Sunday, September 23, 2007

photos


Hey everyone,


It's time for moon cakes! The giant ad for moon cakes on the photo here is all around Tianjin (and I daresay, China) because the Autumn Festival is about to begin. It's all about families meeting again and eating Moon cakes of which there are different varieties, some of them even heavier and sweeter than others. This work week does not end on Friday (although for many it never does); people work the weekend too, but they have a whole week's holiday after! Millions are travelling through the country to visit their hometowns, families and eat moon cakes all week through.

Before I forget, thanks for your reactions. Unfortunately, I can't read them (at least up till now). So if you want to tell me something please send me an email (misslebrun@hotmail.com). And that goes for the hyvers, too. I can't even send messages on Facebook sometimes, but it seems to work occasionally, if only accidentally.

And now for the rest of the report: I live in the district called Hebei, close to the Ziya river and the jin gang bridge. This red bridge is jin gang qiao:
There are dozens of bridges here as the rivers flow through the whole city.

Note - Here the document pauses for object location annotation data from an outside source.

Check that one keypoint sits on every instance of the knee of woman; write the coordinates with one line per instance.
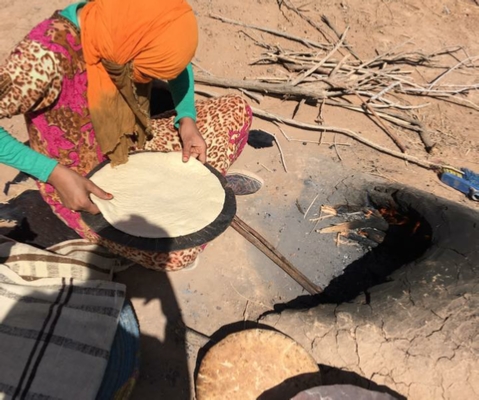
(243, 111)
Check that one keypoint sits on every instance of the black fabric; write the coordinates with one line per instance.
(35, 222)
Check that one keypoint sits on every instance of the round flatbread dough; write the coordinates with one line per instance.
(255, 363)
(157, 195)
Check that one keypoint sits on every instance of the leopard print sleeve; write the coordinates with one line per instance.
(30, 79)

I have met some nice people in Ali Baba's, the underground cafe for foreigners here, and at a Tianjin expats coffee meeting. So far, I've met people from Uzbekistan, Georgia, South-Africa, Nepal, Sri Lanka, Turkey, Spain, Italy, France, Germany, one guy stereotypically and funnily called Jan (yes, from Holland), Cote d'Ivoire, England, the USA, Canada, Norway, Russia. Seriously, the only culture shock I've experienced so far was walking into Ali Baba's and seeing all the non-Chinese faces there.
I've mostly gone around the city with my colleague Michael (or Muzafer) and with Yufeng, a Chinese architect who spent some years working in Washington. Yufeng took us to the major bookstore; although he is new to Tianjin too, it does help that he speaks and reads fluent Mandarin ;) We also visited the Tianjin Museum together, where we saw an exhibit of Buddhist artefacts discovered in 1987 after a pagoda collapsed.
Muzafer and Yufeng in front of the Tianjin Museum.
We went dancing in New York, which is close to Ali Baba's and therefore filled with "lao wai", which means something like 'old foreigners'--which is a nickname for us waiguoren (foreigners). It was very late before I came home-- I believe it was around 5:20 or so- and just as amazed to see the market being built up as the people building were surprised to see me. I laughed my ass off.

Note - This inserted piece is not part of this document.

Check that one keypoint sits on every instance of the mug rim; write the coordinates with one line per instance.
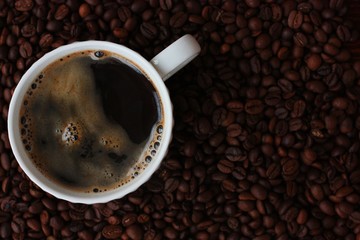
(27, 164)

Contrasts are huge here: shiny new buildings, poverty, wealth and dirt go very well together here. Everything screams that China is growing at top speed. This time, mainly pictures of modern landscapes. I hope to overcome my shyness about taking pictures of people living their daily lives soon, because that's what I really want to show you. People, as my mother wisely says, are strange things. She is right. People are strange things, and therefore most interesting.
Until then,
zai jian!

big hug to all of you (share it nicely ;-) )

1 comment:

Anonymous said...

Hey Anne!

Great blog- thought there might be a natural blogger hiding inside of you! And be honest, you quite enjoy the stares, don't you?! What about uttering random bleeps to increase or justify the space-alien-impression? Maybe also dye hair green?
Just got back from "Thank-you-for-the-music"-land. Had a great time there!!! Will tell you more in an email in a few days!